How To Prove It - Chapter 3 - 3.2

Proofs involving negations and conditionals

1.
(a) Givens
P → Q - i
Q → R - ii

Goals
P → R

Suppose P. Then from (i), Q.
Since Q, from (ii), we have R.
Hence if P then R. P → R

(b)Given
¬R → (P → ¬Q)

Goal
P → (Q → R)

Suppose P.
From the given,
¬R → (P → ¬Q)
suppose ¬R.
Then,
(P → ¬Q)
Since we know P, we also know now that ¬Q.
Hence, ¬R led to ¬Q.
or,
¬R → ¬Q
or
Q → R
Hence,
P led to Q → R,
or,
P → (Q → R)

2.
(a)
Givens
P → Q
R → ¬Q

Goal
P → ¬R

Revised givens
P → Q
R → ¬Q
P
Q (because of the first given)

Revised goal
¬R

From the givens using modus tollens
Q→ ¬R

Since we already have Q as a given, we can conclude ¬R.

(b)
Givens
P

Goals
Q → ¬(Q → ¬P)
can be written as
(Q → ¬P) → ¬ Q

Revised Givens
P
Q → ¬P or written as
P → ¬Q

Revised goals
¬Q

From the revised givens we know P.
One of the givens also implies that ¬Q, which is the desired goal.

3.
Givens
A ⊆ C
x ∈ A
x ∈ C → x ∉ B

Goal
x ∉ B

From the givens,
Since x ∈ A and A ⊆ C, then x ∈ C also.
From the third given, this implies x ∉ B which is the desired conclusion.

x ∉ B

4.

Givens
x ∈ A
x ∈ C → x ∉ A \ B

Goal
If x ∈ C then x ∈ B

Revised givens
x ∈ A
x ∈ C → x ∉ A \ B
x ∈ C

Revised goal
x ∈ B

From the 2nd and 3rd givens, we can conclude x ∉ A \ B
or,
¬(x ∈ A ∧ x ∉ B)
From the given we know x ∈ A, hence the truth value of the expression becomes
¬(x ∉ B)
or,
x ∈ B, which is the desired goal.

7.

Givens
y + x = 2y − x
or,
y = 2x
x and y are not both 0

Goal
y is not 0

Revised givens
y = 2x
x and y are not both 0
x = 0

Hence, y cannot be 0

8.

Givens
a, b are non zero real numbers
a < 1/a < b < 1/b

Goal
a < -1

Revised givens
a, b are non zero real
a < 1/a
or a² < 1
or a < +1 or -1

b < 1/b
or
or b² < 1
or b < +1 or -1

1/a < 1/b
or a > b
But, it's already given a > b.
Hence, 1/a < 1/b is possible only when a and b are both < 0

Revised givens
a and b are non zero real
a < 1/a < 1/b < b
a and b are both < 0
a, b < + 1 or < -1

Since a and b are < 0, hence they have to be < -1 (and not just < 1)
Hence b < -1

9.

Givens
x and y are real
x * x = 2x + y
y ≠ 0

Goal
x ≠ 0

Revised givens, assuming contradiction that x = 0
x and y are real
x * x * y = 2x + y
y ≠ 0
x = 0

Goal
Contradiction

From the givens now,
0 = 0 + y
or y = 0
This is a contradiction to one of the givens.

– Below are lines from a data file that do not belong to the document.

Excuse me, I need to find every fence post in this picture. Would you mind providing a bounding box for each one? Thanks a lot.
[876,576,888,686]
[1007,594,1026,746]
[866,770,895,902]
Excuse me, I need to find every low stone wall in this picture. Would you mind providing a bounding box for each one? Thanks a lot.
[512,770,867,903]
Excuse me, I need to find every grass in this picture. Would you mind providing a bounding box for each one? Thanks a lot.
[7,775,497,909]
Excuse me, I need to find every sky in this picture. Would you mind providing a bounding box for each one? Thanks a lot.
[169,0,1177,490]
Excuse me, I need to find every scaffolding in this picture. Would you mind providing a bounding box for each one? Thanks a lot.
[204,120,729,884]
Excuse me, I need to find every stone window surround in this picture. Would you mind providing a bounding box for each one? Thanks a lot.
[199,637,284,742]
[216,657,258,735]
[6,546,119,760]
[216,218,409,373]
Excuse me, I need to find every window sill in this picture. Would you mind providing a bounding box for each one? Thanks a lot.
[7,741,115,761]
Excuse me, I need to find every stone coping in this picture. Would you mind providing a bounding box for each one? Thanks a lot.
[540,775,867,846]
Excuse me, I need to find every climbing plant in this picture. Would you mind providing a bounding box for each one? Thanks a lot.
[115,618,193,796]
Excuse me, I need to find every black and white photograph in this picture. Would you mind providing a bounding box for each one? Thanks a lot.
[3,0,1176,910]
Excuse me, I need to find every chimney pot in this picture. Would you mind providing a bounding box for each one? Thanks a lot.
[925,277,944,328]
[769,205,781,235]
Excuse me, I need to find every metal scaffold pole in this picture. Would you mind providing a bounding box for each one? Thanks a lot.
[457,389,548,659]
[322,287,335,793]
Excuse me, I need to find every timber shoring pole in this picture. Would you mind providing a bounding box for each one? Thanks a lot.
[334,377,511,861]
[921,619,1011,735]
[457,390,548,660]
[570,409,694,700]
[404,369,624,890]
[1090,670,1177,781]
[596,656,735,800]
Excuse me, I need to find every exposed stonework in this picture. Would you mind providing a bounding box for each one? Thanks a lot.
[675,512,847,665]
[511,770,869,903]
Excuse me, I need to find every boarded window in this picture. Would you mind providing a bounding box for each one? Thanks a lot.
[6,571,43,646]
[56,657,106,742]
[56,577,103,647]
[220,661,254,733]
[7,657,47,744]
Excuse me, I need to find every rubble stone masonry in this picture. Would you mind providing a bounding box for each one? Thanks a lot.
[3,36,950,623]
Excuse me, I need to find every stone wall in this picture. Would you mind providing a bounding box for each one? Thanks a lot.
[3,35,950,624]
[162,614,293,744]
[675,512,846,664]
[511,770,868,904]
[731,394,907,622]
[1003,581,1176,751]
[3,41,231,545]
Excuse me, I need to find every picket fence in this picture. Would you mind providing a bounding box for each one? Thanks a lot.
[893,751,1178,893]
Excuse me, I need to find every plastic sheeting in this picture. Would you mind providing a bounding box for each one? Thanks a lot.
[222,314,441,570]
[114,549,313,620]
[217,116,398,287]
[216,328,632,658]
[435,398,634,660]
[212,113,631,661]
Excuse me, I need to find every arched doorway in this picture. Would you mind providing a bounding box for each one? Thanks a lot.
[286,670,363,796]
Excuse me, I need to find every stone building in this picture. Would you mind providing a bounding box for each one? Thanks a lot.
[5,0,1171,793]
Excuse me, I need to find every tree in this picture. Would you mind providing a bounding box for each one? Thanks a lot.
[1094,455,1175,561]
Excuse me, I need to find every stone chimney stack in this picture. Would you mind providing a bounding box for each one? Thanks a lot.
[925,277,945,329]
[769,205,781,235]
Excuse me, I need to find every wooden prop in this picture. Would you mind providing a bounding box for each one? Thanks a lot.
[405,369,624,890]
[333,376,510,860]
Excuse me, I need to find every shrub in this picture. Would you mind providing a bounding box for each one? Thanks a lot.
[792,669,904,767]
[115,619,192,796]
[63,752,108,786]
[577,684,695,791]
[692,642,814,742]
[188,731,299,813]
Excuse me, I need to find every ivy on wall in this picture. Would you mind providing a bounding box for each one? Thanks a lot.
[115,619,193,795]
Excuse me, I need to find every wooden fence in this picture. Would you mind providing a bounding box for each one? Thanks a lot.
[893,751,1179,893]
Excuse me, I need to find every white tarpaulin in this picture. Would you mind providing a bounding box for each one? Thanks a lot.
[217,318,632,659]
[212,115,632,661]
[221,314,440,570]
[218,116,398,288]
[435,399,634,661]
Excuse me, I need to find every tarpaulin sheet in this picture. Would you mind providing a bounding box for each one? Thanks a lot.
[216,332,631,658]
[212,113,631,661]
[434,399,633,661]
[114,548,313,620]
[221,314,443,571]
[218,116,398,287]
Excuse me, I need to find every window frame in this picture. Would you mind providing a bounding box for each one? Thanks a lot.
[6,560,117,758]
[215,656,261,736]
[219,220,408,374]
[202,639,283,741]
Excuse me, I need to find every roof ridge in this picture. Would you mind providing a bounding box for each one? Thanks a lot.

Hence, the assumption that x = 0 is false.
Or x ≠ 0

10.

Givens
x and y are real
x ≠ 0
y = (3x² +2y) / (x² + 2)

Goal
y = 3

Revised givens
x²y + 2y = 3x² +2y
or
x² (y - 3) = 0

Since x is not 0, y - 3 has to be = 0

or y = 3, which is the desired goal.

11.

(a) "x = 3 and y = 8" is incorrect, as x and y may be any other real numbers too.
(b) x = 2, y = 8